The locking scheme in the shared caches is quite complex, but the main
goal is to allow as much independent progress while still making sure
there are no race conditions and no possibility for deadlock. To this
end, there is a shared/exclusive lock protecting the shared caches.
Multiple L1 accesses can go on at the same time, so they take a
non-exclusive lock. Once you need to access the shared L2, an
exclusive lock is requested.
Operations in the L2 can effect other L1s than your own. For example,
if your L2 access causes an eviction of a line out of L2 that's also
in someone else's L1, because the L2 is inclusive, this causes an
invalidation in that other L1. Therefore, all L2 accesses need to lock
all L1s sharing that L2 cache. (That's why the shared/exclusive lock
is used). Moreover, to avoid deadlocks you cannot just grab locks as
you need them (That's why an L2 access doesn't simply lock each L1
wants to touch, but immediately locks all of them).
The next optimization was to not have a single lock for the whole L2,
but one per set. Because the reason of the lock is to - in the
scenario above - avoid concurrent access to the line that will be
invalidated in the other L1, those locks need to be per *L1* set
rather than per L2 set.
This is one of the most complicated parts of the simulator, it took a
while to get those shared caches working correctly (and quickly). Once
you get through that, everything else in Sniper will be a breeze to
understand ;-)
Regards,
Wim
> --
> --
> You received this message because you are subscribed to the Google
> Groups "Sniper simulator" group.
> To post to this group, send email to snip...@googlegroups.com
> To unsubscribe from this group, send email to
> snipersim+...@googlegroups.com
> For more options, visit this group at
> http://groups.google.com/group/snipersim?hl=en
I'm not sure where you're going but here are a few remarks that might
be interesting:
* There are two types of threads: those spawned by the application,
Pin starts a thread for each of these and they run both the
application (the functional part of the simulation) and all Pin
instrumentation functions (which in turn call most of the timing
models). Additionally, using PIN_SpawnInternalThread, more threads
(the "network" threads) are created (one per core) to handle coherency
messages (incoming invalidations/writeback requests, so the
application threads don't need to check for this). Finally, there is a
set of MCP (master controller) threads that handle application
synchronization (emulation of SYS_futex system calls and
pthread_mutex/cond/barrier) and simulator control messages.
* You're not allowed to use pthreads inside the simulator (this is a
Pin constraint). But PIN_SpawnInternalThread works well. Note that
it's encapsulated in a virtual Thread class and a weak linking trick.
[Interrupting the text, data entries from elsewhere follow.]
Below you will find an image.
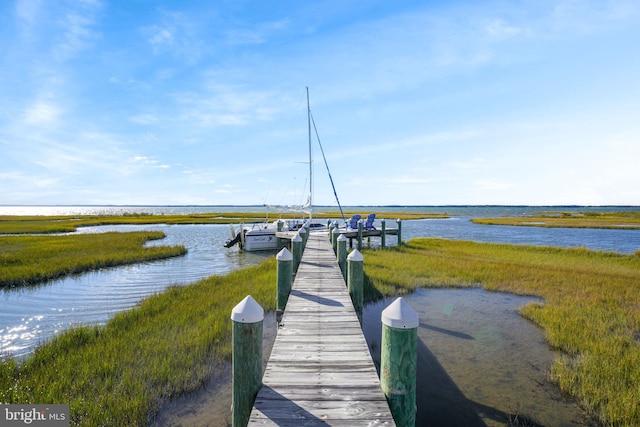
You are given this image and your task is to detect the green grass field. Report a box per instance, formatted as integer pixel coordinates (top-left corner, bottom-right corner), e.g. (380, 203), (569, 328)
(472, 212), (640, 230)
(0, 211), (448, 234)
(0, 231), (186, 287)
(365, 239), (640, 426)
(0, 232), (640, 426)
(0, 259), (276, 426)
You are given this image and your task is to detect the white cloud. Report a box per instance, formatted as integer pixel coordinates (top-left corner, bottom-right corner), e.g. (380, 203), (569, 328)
(23, 101), (62, 125)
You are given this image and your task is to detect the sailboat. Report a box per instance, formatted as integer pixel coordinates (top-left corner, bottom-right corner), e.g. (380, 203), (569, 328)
(224, 88), (342, 251)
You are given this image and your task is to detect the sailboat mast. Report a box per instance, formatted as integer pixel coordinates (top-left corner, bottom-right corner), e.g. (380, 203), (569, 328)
(307, 86), (313, 221)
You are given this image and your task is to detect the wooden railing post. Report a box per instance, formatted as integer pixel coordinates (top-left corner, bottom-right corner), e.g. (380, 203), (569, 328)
(331, 227), (340, 255)
(231, 295), (264, 427)
(338, 234), (347, 278)
(380, 219), (387, 248)
(298, 227), (309, 249)
(276, 248), (293, 318)
(291, 233), (304, 273)
(380, 297), (420, 427)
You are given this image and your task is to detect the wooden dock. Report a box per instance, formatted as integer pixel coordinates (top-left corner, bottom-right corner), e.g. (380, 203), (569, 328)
(249, 232), (395, 427)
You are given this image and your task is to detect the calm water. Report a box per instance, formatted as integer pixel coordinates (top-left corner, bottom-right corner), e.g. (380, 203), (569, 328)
(0, 206), (640, 357)
(363, 288), (589, 427)
(0, 206), (640, 426)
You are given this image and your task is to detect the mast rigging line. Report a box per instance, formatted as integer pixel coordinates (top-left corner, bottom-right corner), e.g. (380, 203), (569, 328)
(309, 109), (347, 222)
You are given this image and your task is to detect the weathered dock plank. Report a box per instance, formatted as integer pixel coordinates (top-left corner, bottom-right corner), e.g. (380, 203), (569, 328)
(249, 233), (395, 427)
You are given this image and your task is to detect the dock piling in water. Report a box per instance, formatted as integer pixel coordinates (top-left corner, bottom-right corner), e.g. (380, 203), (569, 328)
(231, 295), (264, 427)
(291, 233), (304, 273)
(249, 232), (395, 427)
(338, 234), (347, 278)
(380, 297), (420, 427)
(276, 248), (293, 312)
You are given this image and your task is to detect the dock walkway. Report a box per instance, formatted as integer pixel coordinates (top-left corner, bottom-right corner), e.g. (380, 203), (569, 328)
(249, 232), (395, 427)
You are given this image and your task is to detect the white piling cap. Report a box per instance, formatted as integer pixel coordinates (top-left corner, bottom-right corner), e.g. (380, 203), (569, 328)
(347, 249), (364, 262)
(231, 295), (264, 323)
(382, 297), (420, 329)
(276, 248), (293, 261)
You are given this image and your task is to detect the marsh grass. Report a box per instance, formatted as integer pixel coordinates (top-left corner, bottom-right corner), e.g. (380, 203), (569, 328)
(0, 259), (276, 426)
(364, 239), (640, 426)
(0, 231), (186, 287)
(471, 212), (640, 230)
(0, 211), (449, 234)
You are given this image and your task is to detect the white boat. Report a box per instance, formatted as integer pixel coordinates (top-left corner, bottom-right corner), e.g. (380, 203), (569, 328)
(224, 88), (344, 251)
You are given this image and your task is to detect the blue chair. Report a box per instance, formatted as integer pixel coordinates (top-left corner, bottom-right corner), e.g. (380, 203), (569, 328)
(347, 214), (362, 230)
(364, 214), (376, 230)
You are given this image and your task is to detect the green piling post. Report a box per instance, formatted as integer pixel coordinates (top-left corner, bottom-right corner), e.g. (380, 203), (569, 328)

PthreadThread implements a version of Thread that uses pthreads, but
is marked with __attribute__((weak)). PinThread implements the same
interface but uses PIN_SpawnInternalThread. If you're building the Pin
version of the simulator, PinThread takes precedence, but in the
standalone version (for replaying traces), the pthreads-based version
is used. A similar setup is used for Lock, which either resolves to
PthreadLock (pthread_mutex) or PinLock (PIN_InitLock).
* All data structures potentially accessed concurrently by two threads
need to be protected by locks. The core performance models are pretty
much private to the application thread for that core, so you won't
find locks in there. But the shared caches are shared by multiple
application threads, and multiple network threads, so they use a more
complex locking scheme (see my other mail).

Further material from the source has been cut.